Minnesota Senate Democrats approve resolution condemning Trump’s pardons of Jan. 6 rioters
A politically divided Minnesota Senate passed a resolution Tuesday condemning President Donald Trump’s pardons of the participants in the Jan. 6, 2021, U.S. Capitol insurrection that sought to keep Trump in office.
The resolution, SR15, authored by Sen. Ron Latz, DFL-St. Louis Park, states that the Senate expresses “condemnation of President Trump’s pardon of criminal participants of the January 6 insurrection who had been found guilty of violent crimes.”
The resolution passed with all 34 Democrats voting yes and 22 Republicans voting no. The resolution will be sent to Trump, Minnesota Gov. Tim Walz, the secretary of the U.S. Senate and the clerk of the U.S. House. Republican Sen.

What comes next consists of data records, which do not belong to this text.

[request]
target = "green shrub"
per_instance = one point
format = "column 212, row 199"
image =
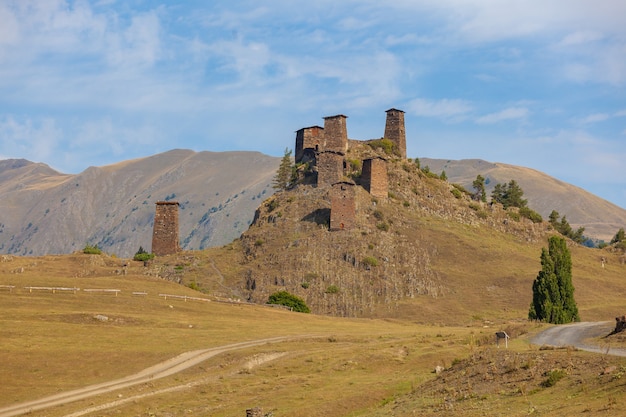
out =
column 513, row 215
column 289, row 300
column 456, row 193
column 92, row 250
column 273, row 205
column 530, row 214
column 383, row 226
column 553, row 377
column 332, row 289
column 142, row 255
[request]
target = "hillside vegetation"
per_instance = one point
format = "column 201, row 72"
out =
column 47, row 212
column 404, row 311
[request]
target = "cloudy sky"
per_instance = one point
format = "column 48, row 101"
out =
column 537, row 83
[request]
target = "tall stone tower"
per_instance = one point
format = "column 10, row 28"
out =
column 394, row 130
column 343, row 206
column 375, row 178
column 335, row 134
column 329, row 167
column 308, row 141
column 165, row 231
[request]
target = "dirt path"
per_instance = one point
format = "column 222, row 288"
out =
column 576, row 335
column 161, row 370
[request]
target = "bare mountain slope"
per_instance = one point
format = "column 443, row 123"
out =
column 45, row 212
column 600, row 218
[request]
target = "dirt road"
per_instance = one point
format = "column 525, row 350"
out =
column 576, row 335
column 161, row 370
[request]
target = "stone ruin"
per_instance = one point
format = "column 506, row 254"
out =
column 374, row 177
column 343, row 206
column 620, row 325
column 165, row 231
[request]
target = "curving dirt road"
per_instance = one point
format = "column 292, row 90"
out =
column 161, row 370
column 576, row 335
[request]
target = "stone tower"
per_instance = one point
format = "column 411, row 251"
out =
column 165, row 232
column 329, row 167
column 343, row 206
column 394, row 130
column 374, row 176
column 335, row 134
column 308, row 141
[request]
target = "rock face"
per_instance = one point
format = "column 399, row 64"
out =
column 47, row 212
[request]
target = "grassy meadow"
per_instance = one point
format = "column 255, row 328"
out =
column 53, row 342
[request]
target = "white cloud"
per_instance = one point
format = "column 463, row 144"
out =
column 581, row 37
column 594, row 118
column 510, row 113
column 33, row 140
column 444, row 108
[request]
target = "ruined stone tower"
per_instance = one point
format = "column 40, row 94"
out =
column 335, row 134
column 394, row 130
column 309, row 140
column 329, row 167
column 343, row 206
column 165, row 231
column 374, row 177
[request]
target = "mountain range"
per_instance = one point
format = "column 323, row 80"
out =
column 47, row 212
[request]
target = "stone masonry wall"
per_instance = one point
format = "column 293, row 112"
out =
column 165, row 231
column 343, row 206
column 374, row 177
column 309, row 139
column 395, row 130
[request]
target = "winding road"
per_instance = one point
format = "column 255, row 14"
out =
column 161, row 370
column 577, row 335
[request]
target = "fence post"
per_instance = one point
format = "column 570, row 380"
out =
column 254, row 412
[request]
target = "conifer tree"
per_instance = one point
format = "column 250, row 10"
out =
column 479, row 189
column 553, row 291
column 284, row 175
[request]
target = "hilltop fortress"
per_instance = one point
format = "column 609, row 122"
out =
column 326, row 148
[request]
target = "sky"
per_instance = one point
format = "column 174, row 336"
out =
column 535, row 83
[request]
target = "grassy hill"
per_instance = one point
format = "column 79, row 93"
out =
column 46, row 212
column 600, row 218
column 54, row 342
column 423, row 281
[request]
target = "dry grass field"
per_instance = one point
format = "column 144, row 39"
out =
column 55, row 342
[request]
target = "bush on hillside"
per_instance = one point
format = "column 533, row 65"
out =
column 142, row 255
column 287, row 299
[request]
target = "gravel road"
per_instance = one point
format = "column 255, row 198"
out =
column 577, row 335
column 161, row 370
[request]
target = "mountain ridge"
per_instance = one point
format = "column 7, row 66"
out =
column 48, row 212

Andrew Lang of Olivia said he was prohibited from voting on the resolution under the Uniform Code of Military Justice.
On Jan. 20, the day he began his second term in the White House, Trump issued a proclamation to commute the sentences of 14 individuals and pardon “all other individuals convicted of offenses” related to the Jan. 6 Capitol assault that Trump summoned as Congress met to certify President Joe Biden’s November 2020 election. Roughly 1,600 people were charged in the insurrection, and 1,300 of those were convicted.
Latz said during March 27 debate on the resolution that the pardons by Trump served as a “green light” for violent attacks on police officers, elected officials and “our democracy.” Some 140 law enforcement officers were injured on Jan. 6.
“I, of course, condemn what happened on Jan. 6,” Sen. Michael Kreun, R-Blaine, said on the floor Tuesday. “I think all reasonable people of good will condemn what happened on Jan. 6. And I don’t believe that everybody that participated in that should have been pardoned. But there’s a bigger discussion here.”
Kreun said he doesn’t believe the state Senate is the appropriate place to vote on “abuse of power” in Washington and that the chamber should focus on state-level issues, but that if the Senate is to discuss pardons, Trump’s shouldn’t be the only ones. Kruen said the Senate should also condemn Biden’s pardons, particularly those for his family members, whom he pardoned during his final hours in office.
“Remember the storming of the Capitol? That was un-American, that was anti-democracy, and I’m glad that we’ve reached that consensus,” Latz said on the floor Tuesday. “I also heard my GOP colleagues here today say that the pardon was not a good idea, President Trump’s pardon. They tried to broaden the conversation here and bring in all sorts of other Washington, D.C., conduct, but that’s not what this resolution talks about.”